These days I'm (slightly) more grown-up and, whilst I try and attend similar events every so often, I now prefer a more eclectic mix of nights, people and music. But despite this, I still feel a strange loyalty to the scene and all that it contains over any other genre/ bandwagon/ whatever. So when a bunch of poncey fucking hoxtonites who previously sneered at us are all of a sudden jumping on this 'neu rave' boat just to look cool, it actually begins to make my blood boil slightly. Their declaration that rave is 'back', and their pre-fix with the word 'neu' just goes to show that they haven't got a single fucking clue about the scene and the music and what it actually means to some people. They are just a bunch of indie kids trying to get into the next big thing, there's nothing 'rave' about them whatsoever. I'm sorry, but please stop talking about my music as if you own it, put your glo-stick down and go back to smoking crack in Pete Doherty's squat. It suits you so much better.
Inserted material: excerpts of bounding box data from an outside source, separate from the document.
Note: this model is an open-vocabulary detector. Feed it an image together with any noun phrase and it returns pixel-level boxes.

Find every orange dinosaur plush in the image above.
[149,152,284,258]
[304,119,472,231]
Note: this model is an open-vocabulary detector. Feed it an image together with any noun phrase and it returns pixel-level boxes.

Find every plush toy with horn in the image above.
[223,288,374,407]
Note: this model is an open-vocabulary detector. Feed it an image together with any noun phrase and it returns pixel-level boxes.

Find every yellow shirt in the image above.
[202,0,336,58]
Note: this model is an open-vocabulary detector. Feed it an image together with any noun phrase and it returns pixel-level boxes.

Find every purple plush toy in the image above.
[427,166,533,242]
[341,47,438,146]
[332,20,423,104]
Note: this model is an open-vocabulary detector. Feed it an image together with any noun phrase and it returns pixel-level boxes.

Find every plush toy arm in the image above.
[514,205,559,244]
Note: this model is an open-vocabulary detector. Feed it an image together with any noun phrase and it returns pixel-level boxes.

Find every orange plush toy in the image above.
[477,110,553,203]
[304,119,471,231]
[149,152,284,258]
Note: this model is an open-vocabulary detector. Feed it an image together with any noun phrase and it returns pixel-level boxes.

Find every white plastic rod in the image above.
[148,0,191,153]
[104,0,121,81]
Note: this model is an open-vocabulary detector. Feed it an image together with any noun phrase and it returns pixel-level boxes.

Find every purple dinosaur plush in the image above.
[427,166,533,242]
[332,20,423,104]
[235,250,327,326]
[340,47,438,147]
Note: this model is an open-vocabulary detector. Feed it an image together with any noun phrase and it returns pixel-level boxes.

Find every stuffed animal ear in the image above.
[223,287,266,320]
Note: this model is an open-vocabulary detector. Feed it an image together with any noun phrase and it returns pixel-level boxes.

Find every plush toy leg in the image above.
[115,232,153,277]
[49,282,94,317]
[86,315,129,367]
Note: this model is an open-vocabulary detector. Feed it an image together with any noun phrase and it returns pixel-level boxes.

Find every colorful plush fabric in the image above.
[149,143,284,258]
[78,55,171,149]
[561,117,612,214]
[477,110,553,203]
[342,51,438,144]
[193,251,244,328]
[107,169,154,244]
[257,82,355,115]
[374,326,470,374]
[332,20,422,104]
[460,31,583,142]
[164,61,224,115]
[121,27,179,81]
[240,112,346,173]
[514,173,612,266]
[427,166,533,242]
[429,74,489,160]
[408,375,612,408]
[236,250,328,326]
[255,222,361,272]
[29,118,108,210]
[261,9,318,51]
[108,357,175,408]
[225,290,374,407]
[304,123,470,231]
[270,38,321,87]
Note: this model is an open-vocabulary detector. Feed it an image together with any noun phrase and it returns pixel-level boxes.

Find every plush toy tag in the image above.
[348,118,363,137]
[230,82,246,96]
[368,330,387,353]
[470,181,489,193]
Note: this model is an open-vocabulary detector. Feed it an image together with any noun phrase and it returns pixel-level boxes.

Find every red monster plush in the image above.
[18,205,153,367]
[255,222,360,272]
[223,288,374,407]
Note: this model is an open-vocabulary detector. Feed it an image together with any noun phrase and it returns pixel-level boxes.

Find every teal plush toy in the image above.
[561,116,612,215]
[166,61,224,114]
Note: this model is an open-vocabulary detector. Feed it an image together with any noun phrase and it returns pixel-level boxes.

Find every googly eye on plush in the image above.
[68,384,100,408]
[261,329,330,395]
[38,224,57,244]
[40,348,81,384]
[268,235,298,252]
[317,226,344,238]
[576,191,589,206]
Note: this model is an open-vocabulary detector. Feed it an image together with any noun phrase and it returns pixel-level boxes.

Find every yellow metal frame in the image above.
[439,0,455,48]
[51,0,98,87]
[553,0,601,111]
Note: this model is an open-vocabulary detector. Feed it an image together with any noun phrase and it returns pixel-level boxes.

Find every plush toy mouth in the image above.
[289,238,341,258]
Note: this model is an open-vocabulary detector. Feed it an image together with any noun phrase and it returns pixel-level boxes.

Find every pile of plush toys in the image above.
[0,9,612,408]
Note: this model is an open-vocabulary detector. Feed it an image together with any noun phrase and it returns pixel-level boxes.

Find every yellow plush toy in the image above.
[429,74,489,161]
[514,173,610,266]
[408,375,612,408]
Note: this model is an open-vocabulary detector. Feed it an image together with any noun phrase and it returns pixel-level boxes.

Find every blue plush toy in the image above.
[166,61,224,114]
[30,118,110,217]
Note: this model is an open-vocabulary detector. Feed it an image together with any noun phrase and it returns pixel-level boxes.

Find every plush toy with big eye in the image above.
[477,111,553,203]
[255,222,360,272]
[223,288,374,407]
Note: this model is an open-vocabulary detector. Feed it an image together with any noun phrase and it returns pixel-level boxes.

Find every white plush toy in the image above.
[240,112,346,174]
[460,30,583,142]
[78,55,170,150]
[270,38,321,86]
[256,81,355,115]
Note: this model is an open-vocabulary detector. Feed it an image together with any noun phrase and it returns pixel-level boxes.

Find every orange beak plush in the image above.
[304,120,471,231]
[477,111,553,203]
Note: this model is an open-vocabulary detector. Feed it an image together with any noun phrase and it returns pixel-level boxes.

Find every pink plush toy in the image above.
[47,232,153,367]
The only hope is that now this eye-and-ear-sore that is 'neu' rave has been made into a big deal in the media, it is now officially uncool and thus dead and now the silly little art-school twats will have to move on to something else. What next, 'neu' steps'n'spice-girls covers? 'Neu' UK garage? Whatever it is, just keep it well away from me please.

Sunday, November 12, 2006

A Love Letter

I miss you, London. I'm pining.

I miss the thick smoggy smell that you have in the summer heat, that smell that gets right down in your lungs and parties with your stomach. I miss the way you look so elegant and composed with the rain dripping down on you. I miss the buzzing and whirring sounds of the traffic and the people and the lights and the screams. I miss the way you intoxicate me with your energy, the way you make me giddy with excitement at what could be going on around me as I walk down your streets, what's happening behind all your doors and windows and walls. I even miss the way you can be cruel to me, how you can make me feel so alone and afraid, so fragile and small. But yet you make me feel powerful too, you make me feel on the edge of world, like I'm about to tip over into everything that you hold and just get lost right within your heart.

I can't write as well without you around me. Nothing here inspires me and fills me up with words and thoughts and places and people in the same way that you can. You are my muse, my obsession, my soulmate, my soul, my pleasure, my pain, my light, my life.